Favorable Settlement Negotiated in Considerations Lawsuit Following Company Acquisition
A Hodgson Russ team of attorneys won a settlement for a business clients worth hundreds of thousands of dollars and more than 50 percent of the defense team’s fees.
The case began after our client’s acquisition of a privately held company, when it became known that the acquired company had made errors in applying vesting provisions of its employee benefits plan. This meant that additional consideration had to be paid to certain plan participants to compensate them for shares of stock to which they were entitled. Unfortunately for our client, the sellers’ liability for the additional consideration depended on the subject matter of the breach. For claims based upon breaches concerning the employee benefits plan, the sellers were liable only for losses exceeding $750,000, while claims arising from capitalization misrepresentations were not subject to any minimal threshold. Because the additional consideration did not exceed the minimal threshold for employee benefits plan breaches ($750,000), the sellers filed a claim denying our client’s right to access the escrow fund established during acquisition to cover payment.
Our attorneys were thus tasked with convincing the court that the additional consideration our client was being forced to pay resulted from capitalization misrepresentation and not from errors in plan administration. Settlement negotiations began the eve of the argument for a motion of summary judgment, after it became clear that the Hodgson Russ defense team had built a strong case. The plaintiff requested a discontinuation of the action in exchange for the distribution of escrow funds to cover our client’s losses.
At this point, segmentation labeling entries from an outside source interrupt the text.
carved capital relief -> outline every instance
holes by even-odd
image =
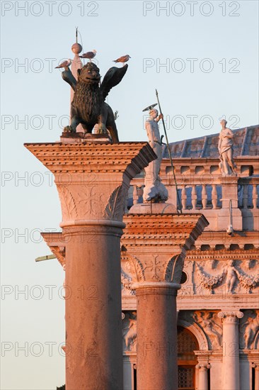
[[[207,369],[209,369],[212,367],[211,364],[209,363],[207,364],[200,364],[200,363],[196,364],[195,368],[200,369],[201,371],[207,371]]]
[[[115,221],[122,221],[125,199],[128,187],[125,185],[117,186],[109,197],[108,204],[104,208],[103,218]]]
[[[164,280],[180,284],[184,264],[184,256],[182,254],[171,257],[166,264]]]
[[[220,311],[218,317],[222,319],[223,323],[238,323],[239,318],[242,318],[243,313],[239,311]]]
[[[122,294],[123,296],[135,296],[133,283],[145,281],[143,265],[135,256],[128,254],[124,247],[120,254]]]
[[[113,191],[97,183],[57,184],[57,186],[64,221],[89,218],[122,221],[127,186],[122,184]]]
[[[204,268],[200,265],[199,263],[196,263],[196,266],[200,285],[202,287],[209,290],[213,294],[214,289],[221,284],[225,276],[225,272],[223,271],[223,272],[217,275],[212,275],[205,272]]]
[[[259,333],[259,310],[245,310],[239,324],[240,348],[252,350],[256,348],[255,339]]]

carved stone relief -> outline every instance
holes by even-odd
[[[222,324],[217,311],[180,311],[178,319],[198,326],[205,335],[210,350],[221,348]]]
[[[259,286],[257,267],[258,261],[253,260],[195,262],[192,278],[194,293],[198,295],[222,294],[222,292],[252,294]]]
[[[110,195],[103,211],[103,218],[122,221],[125,198],[128,189],[126,186],[117,186]]]
[[[195,311],[193,313],[195,323],[205,332],[212,350],[219,350],[222,346],[222,325],[217,313],[213,311]]]
[[[128,311],[122,320],[123,350],[137,351],[137,312]]]
[[[240,321],[240,348],[251,350],[259,331],[259,310],[246,310]]]
[[[125,199],[127,193],[125,185],[117,186],[105,200],[103,188],[100,184],[59,184],[63,221],[96,217],[122,221]]]
[[[132,279],[123,269],[121,270],[121,285],[123,296],[136,295],[136,291],[132,290]]]

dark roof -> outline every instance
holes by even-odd
[[[234,156],[256,156],[259,149],[259,125],[234,130]],[[219,133],[169,144],[171,155],[179,157],[218,158]],[[169,158],[163,147],[163,158]]]

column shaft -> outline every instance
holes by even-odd
[[[208,390],[208,369],[210,364],[197,364],[199,369],[199,386],[198,390]]]
[[[224,390],[239,390],[239,318],[240,311],[220,312],[223,318],[223,386]]]
[[[122,233],[107,226],[64,229],[67,390],[122,389]]]
[[[141,390],[176,390],[177,290],[137,289],[137,383]]]

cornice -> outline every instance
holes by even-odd
[[[25,143],[53,173],[124,172],[131,165],[139,173],[157,156],[148,143]]]

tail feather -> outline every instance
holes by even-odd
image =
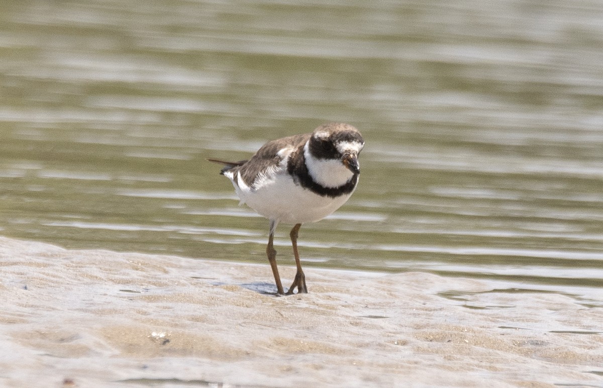
[[[232,168],[235,167],[239,167],[242,166],[245,163],[247,163],[247,160],[239,160],[239,161],[226,161],[224,160],[218,160],[218,159],[207,159],[208,161],[212,161],[215,163],[218,163],[218,164],[222,164],[224,167],[220,171],[220,174],[224,175],[225,171],[228,171]]]

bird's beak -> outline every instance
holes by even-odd
[[[344,166],[354,174],[360,174],[360,164],[358,164],[358,156],[353,154],[346,154],[341,160]]]

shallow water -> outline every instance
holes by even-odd
[[[367,141],[360,184],[302,228],[305,267],[509,281],[600,308],[602,10],[8,2],[0,234],[264,264],[267,222],[205,158],[344,121]]]

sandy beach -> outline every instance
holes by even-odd
[[[283,265],[291,281],[294,268]],[[406,272],[66,250],[0,238],[7,387],[603,387],[603,310]]]

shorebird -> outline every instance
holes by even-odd
[[[230,180],[241,199],[270,221],[266,254],[277,293],[285,295],[273,246],[279,224],[293,224],[289,236],[297,271],[286,295],[307,293],[297,251],[302,224],[320,221],[346,203],[360,174],[358,155],[364,146],[360,132],[348,124],[329,123],[312,133],[268,142],[248,160],[224,161],[220,174]]]

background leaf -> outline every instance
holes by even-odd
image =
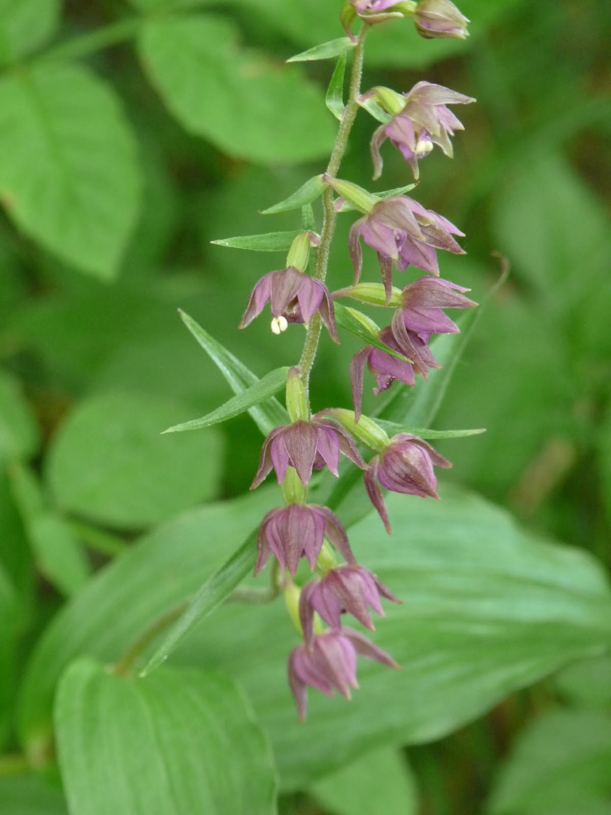
[[[213,498],[222,456],[216,431],[160,435],[187,411],[160,397],[128,393],[81,402],[49,452],[46,475],[59,506],[138,528]]]
[[[324,155],[333,133],[315,88],[297,68],[238,47],[237,34],[230,20],[211,15],[152,20],[138,49],[152,83],[189,132],[253,161]]]
[[[0,0],[0,64],[25,56],[55,34],[61,0]]]
[[[139,186],[118,101],[89,71],[46,64],[0,81],[0,198],[35,241],[82,271],[112,277]]]
[[[228,676],[160,671],[146,681],[72,665],[55,708],[59,764],[79,815],[271,815],[270,751]]]

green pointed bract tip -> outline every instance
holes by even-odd
[[[355,209],[365,215],[368,215],[380,200],[377,196],[367,192],[367,190],[359,187],[358,184],[354,184],[351,181],[332,178],[326,174],[323,176],[323,180],[332,187],[338,195],[345,198]]]
[[[403,305],[403,293],[400,289],[397,289],[396,286],[393,286],[390,293],[390,299],[387,302],[386,289],[384,288],[384,284],[382,283],[357,283],[355,286],[348,286],[346,289],[340,289],[339,293],[335,292],[334,297],[338,296],[351,297],[353,300],[358,300],[359,302],[367,303],[370,306],[400,308]],[[356,309],[350,309],[350,311],[357,319],[361,319],[361,316],[365,316],[361,311],[357,311]],[[368,319],[369,318],[367,319]],[[361,320],[361,322],[363,321]],[[370,322],[372,322],[372,320],[370,320]],[[363,323],[363,325],[365,325],[365,323]]]
[[[398,94],[392,88],[385,88],[380,85],[373,89],[372,95],[380,107],[391,116],[396,116],[405,108],[405,96]]]
[[[308,232],[300,232],[291,244],[287,255],[287,268],[292,266],[297,271],[306,271],[310,260],[310,246],[311,235]]]
[[[294,467],[287,467],[287,474],[280,487],[285,504],[301,504],[303,505],[306,503],[308,488],[301,483]]]
[[[354,411],[346,410],[344,408],[332,408],[325,411],[325,416],[335,419],[350,434],[355,442],[365,444],[374,452],[382,452],[390,443],[388,434],[369,416],[361,416],[357,424],[354,421]]]
[[[287,375],[287,412],[291,421],[310,421],[310,403],[306,395],[298,368],[291,368]]]

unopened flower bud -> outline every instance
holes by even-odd
[[[290,368],[287,377],[287,411],[291,421],[309,421],[311,416],[298,368]]]
[[[450,0],[420,0],[414,23],[425,39],[451,37],[464,40],[468,37],[468,20]]]

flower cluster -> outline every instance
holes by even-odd
[[[464,37],[467,20],[449,0],[349,0],[341,11],[341,22],[355,42],[358,59],[371,25],[389,19],[411,17],[420,33],[430,37]],[[363,22],[358,37],[350,26]],[[358,56],[360,50],[360,57]],[[355,93],[351,85],[350,115],[361,105],[385,112],[386,121],[371,139],[374,177],[382,172],[380,147],[386,139],[398,148],[418,178],[420,160],[437,145],[451,156],[451,137],[463,129],[448,105],[474,101],[468,96],[430,82],[418,82],[405,94],[376,87],[366,94]],[[373,111],[371,111],[373,112]],[[345,112],[345,116],[348,115]],[[339,166],[344,137],[338,136],[331,167]],[[347,138],[347,136],[345,137]],[[254,285],[240,328],[248,326],[269,302],[271,330],[282,334],[289,324],[303,324],[307,330],[304,351],[298,366],[288,370],[286,406],[288,421],[275,427],[266,438],[258,469],[251,489],[258,487],[274,471],[282,487],[284,505],[270,510],[258,530],[255,574],[271,558],[272,581],[284,593],[287,607],[302,637],[301,644],[288,658],[288,681],[299,716],[306,712],[307,688],[329,696],[335,690],[349,698],[356,688],[357,657],[397,667],[393,658],[360,632],[345,625],[351,615],[366,628],[373,630],[371,613],[383,615],[382,601],[400,603],[390,588],[357,560],[341,520],[328,506],[308,501],[308,491],[316,472],[327,468],[340,476],[341,456],[363,471],[365,492],[377,510],[386,531],[390,524],[382,490],[421,498],[438,498],[433,467],[451,464],[427,442],[412,433],[397,433],[389,438],[380,425],[362,413],[365,367],[376,377],[375,394],[387,390],[397,380],[413,386],[416,376],[424,380],[440,365],[429,348],[433,335],[455,333],[456,324],[443,309],[465,309],[477,305],[465,296],[468,289],[439,276],[437,252],[462,254],[457,241],[463,232],[447,218],[406,195],[375,196],[356,184],[327,174],[305,185],[303,200],[298,191],[289,200],[309,205],[322,191],[324,220],[321,234],[305,229],[294,238],[284,269],[270,271]],[[334,193],[337,197],[334,200]],[[277,208],[276,208],[277,209]],[[324,284],[328,246],[338,211],[357,209],[359,217],[349,233],[348,252],[354,267],[352,285],[330,293]],[[310,210],[311,214],[311,210]],[[304,220],[307,213],[304,209]],[[310,217],[311,222],[311,214]],[[274,240],[277,240],[276,233]],[[363,266],[362,243],[376,253],[382,283],[361,283]],[[288,244],[287,244],[288,245]],[[317,249],[314,268],[308,271],[310,250]],[[323,249],[324,247],[324,249]],[[413,267],[421,273],[402,289],[393,287],[393,269],[398,272]],[[355,310],[349,311],[366,330],[371,341],[350,363],[350,381],[354,410],[333,408],[312,415],[308,394],[310,371],[316,351],[320,324],[332,339],[339,341],[339,297],[393,309],[389,324],[379,328]],[[337,314],[336,314],[337,312]],[[363,336],[363,332],[354,332]],[[359,447],[357,447],[357,444]],[[372,452],[369,460],[362,450]],[[341,558],[338,562],[337,556]],[[305,584],[300,575],[301,560],[311,573]],[[297,581],[297,582],[296,582]]]

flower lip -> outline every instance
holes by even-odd
[[[272,468],[281,484],[289,465],[295,468],[304,486],[310,481],[312,470],[322,469],[325,465],[337,476],[341,452],[358,467],[365,469],[367,465],[348,433],[334,421],[320,419],[320,415],[317,413],[311,421],[299,420],[274,428],[263,443],[251,490],[262,483]]]
[[[310,645],[297,645],[288,657],[288,682],[295,697],[299,718],[307,709],[307,687],[327,696],[338,690],[350,698],[350,689],[358,688],[357,655],[375,659],[389,667],[399,666],[393,658],[352,628],[341,628],[316,635]]]
[[[272,331],[275,325],[284,330],[284,319],[287,323],[309,323],[318,311],[323,323],[335,342],[339,342],[336,326],[333,302],[327,286],[294,267],[268,271],[255,284],[250,293],[246,309],[239,328],[245,328],[263,311],[270,302],[272,315]],[[276,322],[275,322],[276,321]]]

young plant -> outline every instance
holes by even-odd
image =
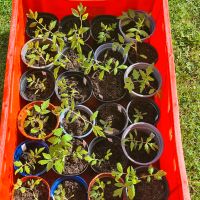
[[[137,130],[134,130],[134,133],[129,133],[127,138],[123,140],[123,143],[126,145],[128,143],[130,150],[145,150],[147,154],[150,154],[151,151],[157,151],[158,145],[153,142],[153,138],[155,137],[153,133],[146,139],[143,137],[137,139],[138,133]]]
[[[35,95],[38,93],[42,93],[46,90],[46,78],[41,80],[40,78],[36,78],[34,74],[31,74],[31,76],[28,77],[26,80],[28,82],[27,88],[29,90],[32,90]]]
[[[74,28],[71,28],[67,34],[68,41],[71,43],[71,48],[76,49],[79,53],[82,52],[81,46],[85,44],[83,38],[84,33],[89,30],[89,27],[83,26],[83,21],[87,20],[88,18],[88,13],[86,13],[86,9],[87,8],[84,7],[82,3],[77,6],[77,10],[72,8],[72,14],[75,17],[79,18],[80,26],[74,24]]]
[[[117,23],[112,23],[105,25],[103,22],[101,22],[101,32],[98,34],[98,43],[101,44],[103,42],[106,42],[107,40],[112,39],[110,34],[114,31],[116,31]]]
[[[147,113],[143,113],[141,111],[139,111],[137,108],[134,108],[134,111],[135,113],[133,114],[133,120],[134,120],[134,123],[137,123],[141,120],[144,119],[144,116],[147,115]]]
[[[25,163],[22,163],[21,161],[15,161],[14,165],[18,169],[15,171],[15,174],[17,173],[23,173],[31,174],[31,170],[35,170],[35,165],[38,163],[38,161],[42,158],[42,152],[44,151],[45,147],[42,148],[36,148],[35,151],[31,150],[28,152],[24,152],[24,156],[26,156]]]
[[[30,129],[30,133],[43,139],[46,136],[45,128],[49,120],[49,100],[44,101],[41,106],[34,105],[32,110],[27,110],[27,118],[24,122],[24,129]]]
[[[139,84],[141,94],[145,89],[148,90],[148,94],[153,94],[156,90],[151,85],[151,83],[155,81],[153,77],[153,65],[154,64],[149,65],[145,70],[134,69],[131,77],[125,79],[124,88],[128,89],[129,93],[131,93],[135,89],[135,85]]]
[[[20,191],[22,194],[26,192],[30,192],[33,195],[33,200],[39,199],[39,193],[35,189],[38,185],[40,185],[42,179],[30,179],[26,182],[26,185],[23,184],[21,179],[17,179],[17,183],[14,185],[14,190]]]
Our attorneys also discovered that the indemnity clauses in the acquisition agreement permitted our client to recover attorneys’ fees from the sellers in the event that a claim for capitalization misrepresentations was successfully enforced.
After further negotiations, our client agreed to discontinuance of the action in exchange for recovery of its losses from escrow and reimbursement of more than 50 percent of the attorneys’ fees it had incurred over the course of the dispute.